Machines took over manual tasks, humans moved to cognitive tasks. Now AI takes over cognitive tasks, humans move to... what exactly?
Creative work? AI generates art and music better than most people. Midjourney makes better images than I could ever draw.
Strategic thinking? AI does analysis and planning faster than we do. It can process way more data.
Emotional labor? AI chatbots provide therapy and companionship without judgment. Some people already prefer talking to AI.
What's left? Consuming? Is that the endpoint? Humans as passive consumers of AI-generated everything? Just clicking "regenerate" until we like what we see?
That's bleak. And nobody's really talking about it. Or if they are, I'm not hearing it.
# The Resistance Is Futile (But Necessary)
Some people still try to think without AI. I try to sometimes, though I fail a lot.
They'll write first drafts without ChatGPT. Code functions without Copilot. Solve problems manually before asking AI.
Not because it's faster. It's definitely not. Not because it's better. It usually isn't.
Because they don't want to become helpless when the machine is unavailable. Because they want to keep the skill, even if it's slower.

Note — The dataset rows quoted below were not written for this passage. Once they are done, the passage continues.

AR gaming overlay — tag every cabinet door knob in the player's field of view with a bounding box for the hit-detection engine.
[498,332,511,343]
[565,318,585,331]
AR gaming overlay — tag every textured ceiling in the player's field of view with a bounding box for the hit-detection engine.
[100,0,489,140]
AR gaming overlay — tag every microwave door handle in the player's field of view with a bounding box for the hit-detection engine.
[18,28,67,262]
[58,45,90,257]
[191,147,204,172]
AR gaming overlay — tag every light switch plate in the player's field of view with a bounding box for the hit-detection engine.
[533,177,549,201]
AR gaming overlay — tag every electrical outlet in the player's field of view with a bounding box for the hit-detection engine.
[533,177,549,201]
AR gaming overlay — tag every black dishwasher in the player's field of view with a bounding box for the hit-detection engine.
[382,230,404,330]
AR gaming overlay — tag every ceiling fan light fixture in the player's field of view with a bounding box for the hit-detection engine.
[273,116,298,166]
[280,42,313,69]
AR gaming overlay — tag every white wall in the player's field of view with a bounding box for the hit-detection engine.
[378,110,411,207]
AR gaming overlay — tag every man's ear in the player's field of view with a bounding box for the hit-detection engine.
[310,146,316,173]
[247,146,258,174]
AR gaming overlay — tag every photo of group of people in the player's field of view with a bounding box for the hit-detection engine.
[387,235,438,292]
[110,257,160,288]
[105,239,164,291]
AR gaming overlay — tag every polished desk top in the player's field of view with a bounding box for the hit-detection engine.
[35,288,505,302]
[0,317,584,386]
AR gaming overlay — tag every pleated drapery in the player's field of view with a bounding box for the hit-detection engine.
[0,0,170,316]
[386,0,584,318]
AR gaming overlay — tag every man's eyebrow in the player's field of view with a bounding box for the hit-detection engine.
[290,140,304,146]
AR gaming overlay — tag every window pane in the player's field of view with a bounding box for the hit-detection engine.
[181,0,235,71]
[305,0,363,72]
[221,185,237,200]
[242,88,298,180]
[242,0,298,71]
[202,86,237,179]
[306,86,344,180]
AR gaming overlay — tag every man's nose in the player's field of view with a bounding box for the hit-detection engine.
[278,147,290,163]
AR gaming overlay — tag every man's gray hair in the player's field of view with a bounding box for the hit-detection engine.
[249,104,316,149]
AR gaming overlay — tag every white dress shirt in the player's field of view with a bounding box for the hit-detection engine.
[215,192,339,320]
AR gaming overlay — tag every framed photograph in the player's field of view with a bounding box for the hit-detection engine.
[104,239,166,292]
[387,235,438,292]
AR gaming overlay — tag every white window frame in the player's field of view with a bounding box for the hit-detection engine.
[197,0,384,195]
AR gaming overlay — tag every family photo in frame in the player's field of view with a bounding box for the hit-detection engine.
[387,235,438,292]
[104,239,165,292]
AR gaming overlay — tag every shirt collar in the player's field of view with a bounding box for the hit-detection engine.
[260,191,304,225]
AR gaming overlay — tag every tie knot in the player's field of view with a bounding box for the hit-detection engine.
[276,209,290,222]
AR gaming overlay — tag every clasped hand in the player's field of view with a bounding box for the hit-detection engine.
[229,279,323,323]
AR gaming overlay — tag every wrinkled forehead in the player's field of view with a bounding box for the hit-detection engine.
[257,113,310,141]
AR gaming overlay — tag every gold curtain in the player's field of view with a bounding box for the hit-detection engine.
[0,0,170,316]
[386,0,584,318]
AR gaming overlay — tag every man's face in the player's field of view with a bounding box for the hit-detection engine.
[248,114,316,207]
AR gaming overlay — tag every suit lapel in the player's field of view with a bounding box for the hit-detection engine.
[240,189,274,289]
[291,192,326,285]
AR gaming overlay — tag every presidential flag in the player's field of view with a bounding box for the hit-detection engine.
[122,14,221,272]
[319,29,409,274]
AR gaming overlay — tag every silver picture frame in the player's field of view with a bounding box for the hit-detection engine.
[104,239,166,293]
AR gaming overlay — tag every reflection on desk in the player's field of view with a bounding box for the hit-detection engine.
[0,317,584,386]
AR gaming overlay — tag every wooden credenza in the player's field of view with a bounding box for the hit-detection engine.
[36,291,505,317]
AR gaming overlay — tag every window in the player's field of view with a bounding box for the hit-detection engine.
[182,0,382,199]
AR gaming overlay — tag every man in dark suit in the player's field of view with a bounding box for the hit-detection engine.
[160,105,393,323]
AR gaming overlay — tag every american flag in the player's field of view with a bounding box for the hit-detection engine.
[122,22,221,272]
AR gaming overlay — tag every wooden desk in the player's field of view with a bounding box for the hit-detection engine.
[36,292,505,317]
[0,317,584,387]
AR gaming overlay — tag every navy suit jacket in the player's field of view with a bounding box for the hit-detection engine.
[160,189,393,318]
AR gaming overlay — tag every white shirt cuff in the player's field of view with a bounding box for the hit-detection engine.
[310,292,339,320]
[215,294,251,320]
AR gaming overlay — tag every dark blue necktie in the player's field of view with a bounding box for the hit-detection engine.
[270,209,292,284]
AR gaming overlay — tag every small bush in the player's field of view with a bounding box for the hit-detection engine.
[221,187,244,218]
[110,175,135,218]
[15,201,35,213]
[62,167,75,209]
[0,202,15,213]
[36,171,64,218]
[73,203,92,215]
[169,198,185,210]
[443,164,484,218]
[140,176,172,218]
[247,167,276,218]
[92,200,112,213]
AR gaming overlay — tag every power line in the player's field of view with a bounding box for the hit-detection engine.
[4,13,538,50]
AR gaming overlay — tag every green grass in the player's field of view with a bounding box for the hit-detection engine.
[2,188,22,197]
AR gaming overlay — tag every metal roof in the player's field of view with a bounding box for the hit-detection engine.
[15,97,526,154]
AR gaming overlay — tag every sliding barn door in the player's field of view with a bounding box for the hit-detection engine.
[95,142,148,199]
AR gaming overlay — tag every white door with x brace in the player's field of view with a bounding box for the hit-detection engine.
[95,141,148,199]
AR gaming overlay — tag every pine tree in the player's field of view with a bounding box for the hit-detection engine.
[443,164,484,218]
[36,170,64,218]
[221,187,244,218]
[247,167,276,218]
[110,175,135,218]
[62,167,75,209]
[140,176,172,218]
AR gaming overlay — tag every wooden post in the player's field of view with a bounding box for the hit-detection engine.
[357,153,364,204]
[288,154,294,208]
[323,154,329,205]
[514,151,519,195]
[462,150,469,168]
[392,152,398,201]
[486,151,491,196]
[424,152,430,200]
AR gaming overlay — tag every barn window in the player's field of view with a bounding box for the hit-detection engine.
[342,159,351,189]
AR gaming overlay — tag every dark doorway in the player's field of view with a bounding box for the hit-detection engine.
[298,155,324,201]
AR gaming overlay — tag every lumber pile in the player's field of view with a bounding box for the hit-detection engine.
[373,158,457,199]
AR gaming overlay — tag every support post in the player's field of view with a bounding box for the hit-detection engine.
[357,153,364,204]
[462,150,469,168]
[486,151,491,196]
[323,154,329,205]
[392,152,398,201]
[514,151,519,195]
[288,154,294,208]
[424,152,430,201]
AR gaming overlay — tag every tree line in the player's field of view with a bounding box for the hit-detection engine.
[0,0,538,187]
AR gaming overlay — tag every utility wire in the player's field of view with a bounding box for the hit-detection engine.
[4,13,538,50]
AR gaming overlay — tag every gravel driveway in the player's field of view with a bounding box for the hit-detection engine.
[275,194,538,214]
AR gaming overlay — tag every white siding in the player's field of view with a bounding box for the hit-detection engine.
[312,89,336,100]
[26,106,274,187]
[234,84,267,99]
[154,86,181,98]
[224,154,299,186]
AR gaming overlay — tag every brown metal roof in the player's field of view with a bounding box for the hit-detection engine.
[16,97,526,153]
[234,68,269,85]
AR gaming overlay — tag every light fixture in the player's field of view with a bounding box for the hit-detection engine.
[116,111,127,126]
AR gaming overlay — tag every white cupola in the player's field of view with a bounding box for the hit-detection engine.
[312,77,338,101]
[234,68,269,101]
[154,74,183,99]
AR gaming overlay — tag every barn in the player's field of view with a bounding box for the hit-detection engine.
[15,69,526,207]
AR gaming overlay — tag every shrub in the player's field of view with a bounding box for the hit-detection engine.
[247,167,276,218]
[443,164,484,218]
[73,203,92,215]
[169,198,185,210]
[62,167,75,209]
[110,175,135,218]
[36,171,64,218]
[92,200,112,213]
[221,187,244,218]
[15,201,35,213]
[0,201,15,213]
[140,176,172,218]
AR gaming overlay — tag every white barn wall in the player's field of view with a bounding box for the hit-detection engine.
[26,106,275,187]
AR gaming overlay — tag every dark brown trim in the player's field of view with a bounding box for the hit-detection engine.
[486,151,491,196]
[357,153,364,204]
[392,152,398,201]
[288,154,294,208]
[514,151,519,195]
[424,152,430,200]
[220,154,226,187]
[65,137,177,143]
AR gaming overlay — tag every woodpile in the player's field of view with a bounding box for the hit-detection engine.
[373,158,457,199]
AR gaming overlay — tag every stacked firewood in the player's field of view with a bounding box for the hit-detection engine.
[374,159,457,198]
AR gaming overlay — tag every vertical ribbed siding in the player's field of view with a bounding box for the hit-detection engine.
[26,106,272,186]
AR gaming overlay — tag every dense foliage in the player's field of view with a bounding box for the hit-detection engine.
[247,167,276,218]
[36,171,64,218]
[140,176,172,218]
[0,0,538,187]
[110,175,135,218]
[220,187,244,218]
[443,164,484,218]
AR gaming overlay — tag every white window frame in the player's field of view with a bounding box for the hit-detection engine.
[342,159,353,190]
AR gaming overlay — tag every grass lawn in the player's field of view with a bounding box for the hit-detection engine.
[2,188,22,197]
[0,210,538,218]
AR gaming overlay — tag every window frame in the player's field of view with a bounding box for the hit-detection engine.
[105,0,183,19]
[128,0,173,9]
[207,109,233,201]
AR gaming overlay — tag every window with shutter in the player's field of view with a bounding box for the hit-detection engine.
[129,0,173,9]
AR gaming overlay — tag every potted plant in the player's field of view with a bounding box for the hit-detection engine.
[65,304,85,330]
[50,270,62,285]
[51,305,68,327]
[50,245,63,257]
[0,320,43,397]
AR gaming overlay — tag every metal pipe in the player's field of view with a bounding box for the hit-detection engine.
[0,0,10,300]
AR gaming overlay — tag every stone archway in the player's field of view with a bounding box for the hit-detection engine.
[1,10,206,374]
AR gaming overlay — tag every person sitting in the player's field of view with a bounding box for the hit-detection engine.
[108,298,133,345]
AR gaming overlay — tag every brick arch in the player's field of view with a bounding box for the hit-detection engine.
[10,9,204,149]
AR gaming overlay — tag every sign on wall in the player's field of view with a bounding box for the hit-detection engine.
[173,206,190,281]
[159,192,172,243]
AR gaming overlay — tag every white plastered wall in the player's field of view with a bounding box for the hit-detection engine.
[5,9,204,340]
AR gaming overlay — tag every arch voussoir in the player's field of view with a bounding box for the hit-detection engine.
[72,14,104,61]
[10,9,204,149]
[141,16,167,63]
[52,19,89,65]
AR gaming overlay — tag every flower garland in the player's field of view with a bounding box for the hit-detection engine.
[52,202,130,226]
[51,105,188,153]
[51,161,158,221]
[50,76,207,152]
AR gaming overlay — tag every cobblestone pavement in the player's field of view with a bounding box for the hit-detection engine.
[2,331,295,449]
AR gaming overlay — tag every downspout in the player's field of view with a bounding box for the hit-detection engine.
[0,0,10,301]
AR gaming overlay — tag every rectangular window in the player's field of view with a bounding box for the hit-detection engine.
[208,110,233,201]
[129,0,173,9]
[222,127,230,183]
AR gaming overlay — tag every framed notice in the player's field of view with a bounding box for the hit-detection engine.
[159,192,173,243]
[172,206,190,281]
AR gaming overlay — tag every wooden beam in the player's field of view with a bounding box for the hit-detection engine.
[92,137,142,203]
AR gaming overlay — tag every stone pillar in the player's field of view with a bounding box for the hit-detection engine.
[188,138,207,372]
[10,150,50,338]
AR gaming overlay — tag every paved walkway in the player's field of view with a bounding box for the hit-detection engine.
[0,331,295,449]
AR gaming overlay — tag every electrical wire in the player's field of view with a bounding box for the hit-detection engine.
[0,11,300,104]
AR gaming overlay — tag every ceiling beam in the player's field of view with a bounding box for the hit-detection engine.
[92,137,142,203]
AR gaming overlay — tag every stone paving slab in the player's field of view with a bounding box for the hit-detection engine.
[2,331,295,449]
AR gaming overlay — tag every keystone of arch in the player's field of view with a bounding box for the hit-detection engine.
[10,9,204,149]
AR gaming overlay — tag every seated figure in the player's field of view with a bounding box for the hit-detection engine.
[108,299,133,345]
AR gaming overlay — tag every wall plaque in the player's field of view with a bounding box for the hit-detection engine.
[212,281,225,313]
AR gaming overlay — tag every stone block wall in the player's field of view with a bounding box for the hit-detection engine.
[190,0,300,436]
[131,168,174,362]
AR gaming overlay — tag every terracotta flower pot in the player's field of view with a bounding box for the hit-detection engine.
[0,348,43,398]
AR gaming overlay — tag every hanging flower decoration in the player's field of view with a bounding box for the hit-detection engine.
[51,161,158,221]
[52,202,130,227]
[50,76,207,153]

Is this the equivalent of insisting on using a typewriter in 2025?
Probably. But at least typewriters don't require internet access or a subscription.
There's something fundamentally wrong about outsourcing your brain to a corporation's servers. We're trading independence for convenience, and acting like it's an upgrade. It's not an upgrade. It's a trade-off, and we're not being honest about what we're losing.
This is a bad deal. But it's also the only deal available.
The people who resist get left behind. The people who adopt it lose their cognitive independence. There's no winning move here, just choosing which way you want to lose. And most people don't even realize they're choosing.
# The Uncomfortable Endpoint
We're moving toward a world where AI does most cognitive work and humans... oversee it? Enjoy the output? Become obsolete?
The optimistic view: humans are freed from tedious thinking to focus on meaning, creativity, and connection.
The pessimistic view: humans become intellectually dependent, cognitively atrophied, and unable to function without AI assistance.
The realistic view: The pessimistic scenario is already happening. We're not heading toward cognitive dependence. We're already there. And it's accelerating faster than anyone expected.
Some people will use AI as a tool to amplify their thinking. Most people will use AI as a replacement for thinking. The gap between those groups will become a chasm, and the people who control the AI will control everyone else. That's already starting to happen.
This isn't progress. It's a gamble.
Society is betting that AI companies will act in our best interests, that the technology won't be weaponized, that we'll somehow adapt before we lose the ability to think independently. That we'll figure it out.
That's a bad bet. But we're making it anyway, because what else are we supposed to do?
Update: wrote most of this at 2am after procrastinating on physics homework. Probably should've been studying but this felt more important. My French teacher would be disappointed.
Joke of the day: Why did the AI break up with the calculator? Because it found someone with better algorithms. (I know, it's bad. But it's 2am.)